Security At Wilson High to Be Tightened
Rhee Addresses School Violence

By Theola Labbé
Washington Post Staff Writer
Friday, March 21, 2008

D.C. Schools Chancellor Michelle A. Rhee is putting more stringent security measures in place at Woodrow Wilson High School in Northwest after 13 students were arrested in two fights this week.

When students return from spring break March 31, they will be confined to eating lunch in their classrooms instead of being able to sit with friends anywhere on the sprawling campus. Three additional security officers will be on duty, for a total of 10.

Rhee outlined the measures in a letter she plans to mail to parents tomorrow. In the letter, she says she is making the changes to "decrease the incidents of violence and to help all students remain focused on their learning and feel safer in school." Rhee said this was a short-term solution while officials work out "longer term plans to protect our students."
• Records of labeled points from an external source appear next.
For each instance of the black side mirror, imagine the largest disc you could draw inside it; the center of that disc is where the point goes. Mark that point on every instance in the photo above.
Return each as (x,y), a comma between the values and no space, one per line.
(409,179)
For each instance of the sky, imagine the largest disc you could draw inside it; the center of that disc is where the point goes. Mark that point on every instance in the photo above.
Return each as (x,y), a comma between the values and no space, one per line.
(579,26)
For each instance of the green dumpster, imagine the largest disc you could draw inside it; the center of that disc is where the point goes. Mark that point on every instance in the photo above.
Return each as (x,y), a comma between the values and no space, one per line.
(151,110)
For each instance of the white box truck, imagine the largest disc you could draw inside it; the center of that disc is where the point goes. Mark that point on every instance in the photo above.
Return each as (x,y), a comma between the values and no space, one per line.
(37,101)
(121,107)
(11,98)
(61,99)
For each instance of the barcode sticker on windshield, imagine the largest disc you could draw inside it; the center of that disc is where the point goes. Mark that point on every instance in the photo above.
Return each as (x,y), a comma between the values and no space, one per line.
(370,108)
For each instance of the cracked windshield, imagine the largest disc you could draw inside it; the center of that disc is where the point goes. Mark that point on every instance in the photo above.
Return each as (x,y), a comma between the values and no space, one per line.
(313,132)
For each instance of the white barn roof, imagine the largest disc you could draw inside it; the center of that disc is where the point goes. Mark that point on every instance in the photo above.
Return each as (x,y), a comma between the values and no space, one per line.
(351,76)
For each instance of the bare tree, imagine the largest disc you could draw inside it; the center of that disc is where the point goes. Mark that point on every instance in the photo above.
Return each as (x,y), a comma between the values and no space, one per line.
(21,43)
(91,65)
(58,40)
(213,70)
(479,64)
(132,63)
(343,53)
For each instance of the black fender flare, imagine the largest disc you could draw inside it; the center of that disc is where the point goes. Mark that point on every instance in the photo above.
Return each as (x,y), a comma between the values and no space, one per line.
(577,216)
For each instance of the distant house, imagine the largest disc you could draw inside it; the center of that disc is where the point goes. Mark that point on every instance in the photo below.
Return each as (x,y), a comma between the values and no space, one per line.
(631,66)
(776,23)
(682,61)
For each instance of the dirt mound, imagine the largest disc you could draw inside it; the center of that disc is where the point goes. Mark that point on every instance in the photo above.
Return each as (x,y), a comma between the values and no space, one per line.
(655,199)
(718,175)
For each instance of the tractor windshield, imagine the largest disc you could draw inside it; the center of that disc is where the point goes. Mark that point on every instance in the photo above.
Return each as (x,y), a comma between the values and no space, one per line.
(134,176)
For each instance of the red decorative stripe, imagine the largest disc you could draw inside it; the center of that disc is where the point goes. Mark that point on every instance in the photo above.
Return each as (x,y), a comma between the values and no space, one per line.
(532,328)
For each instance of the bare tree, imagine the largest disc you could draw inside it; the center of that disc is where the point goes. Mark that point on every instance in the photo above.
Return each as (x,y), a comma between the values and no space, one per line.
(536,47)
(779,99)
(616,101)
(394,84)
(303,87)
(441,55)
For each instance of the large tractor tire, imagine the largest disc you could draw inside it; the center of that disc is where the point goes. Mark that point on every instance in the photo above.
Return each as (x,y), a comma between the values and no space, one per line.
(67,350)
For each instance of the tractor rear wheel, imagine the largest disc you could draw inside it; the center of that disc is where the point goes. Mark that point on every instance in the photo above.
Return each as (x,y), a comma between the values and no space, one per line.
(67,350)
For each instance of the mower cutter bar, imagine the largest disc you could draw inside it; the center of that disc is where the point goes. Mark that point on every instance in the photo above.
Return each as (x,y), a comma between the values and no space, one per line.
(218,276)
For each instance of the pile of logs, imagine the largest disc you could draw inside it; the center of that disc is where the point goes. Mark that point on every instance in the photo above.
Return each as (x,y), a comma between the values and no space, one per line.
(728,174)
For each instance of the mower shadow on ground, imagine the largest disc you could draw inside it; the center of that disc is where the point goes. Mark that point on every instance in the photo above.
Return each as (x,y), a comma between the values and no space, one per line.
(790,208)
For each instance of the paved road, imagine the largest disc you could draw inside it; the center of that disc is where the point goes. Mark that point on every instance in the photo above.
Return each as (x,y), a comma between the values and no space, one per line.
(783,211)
Parents say the problems are related to the transfer of ninth-graders, including older students with behavioral problems, to Wilson.

Mai Abdul Rahman, whose 18-year-old son was assaulted late last month, said she learned from detectives that her son was attacked by 18-year-old ninth-graders.

"They need serious help in terms of counseling and smaller classes," Rahman said. "How many kids are we going to suspend and expel? It's a cycle unless we deal with the issue."

Safety issues are not unusual at or limited to Wilson. In the city's high schools, students pass through metal detectors and visitors show proof of identity and sign in.

But spokeswoman Mafara Hobson said Rhee, who attended a PTSA meeting at the school Wednesday night, wanted to particularly address the Wilson situation after she and her office received phone calls and e-mails about reports of violence at the school.

"The chancellor is committed to examining security concerns across the [school system] to ensure the safety of all of our students," Hobson said.

Nineteen incidents involving assault or fights among students have been reported at Wilson this school year, with three months left. Hobson said 22 incidents were reported last school year.

Assistant Police Chief Diane Groomes said other campuses have had problems this year. "It's like a School of the Week; every week, it's a different school," Groomes said. School and police officials could not provide school-violence figures yesterday to compare with Wilson's.

Five Wilson students were arrested this week in an incident stemming from arguments in the cafeteria. The next day, eight students were arrested in what Groomes called a "major altercation." Wilson took several steps to mitigate the problem, she said, such as having two student entrances, instead of three.

Rhee acknowledged that "we're having a problem, and that it's a serious problem, and that's recognition that I really welcome," Rahman said.

She said her son was hit with fists and kicked in the head after being jumped by a group of students in the school gymnasium Feb. 26. Rahman said she watched a video of the incident, which was captured on a hand-held camera.

All ninth-grade students were moved from junior highs to high schools this school year. That also caused problems at Ballou Senior High School, where ninth-graders from one neighborhood started fighting with students from another neighborhood, Groomes said.

In her letter to parents, Rhee said officials planned to meet with the staff of alternative programs to work on easing the transition of their students into a regular school environment.

Wilson has four students from the Oak Hill youth detention facility, 12 from the city's detention center on Mount Olivet Road NE and 11 from a program for suspended students, according to school system figures.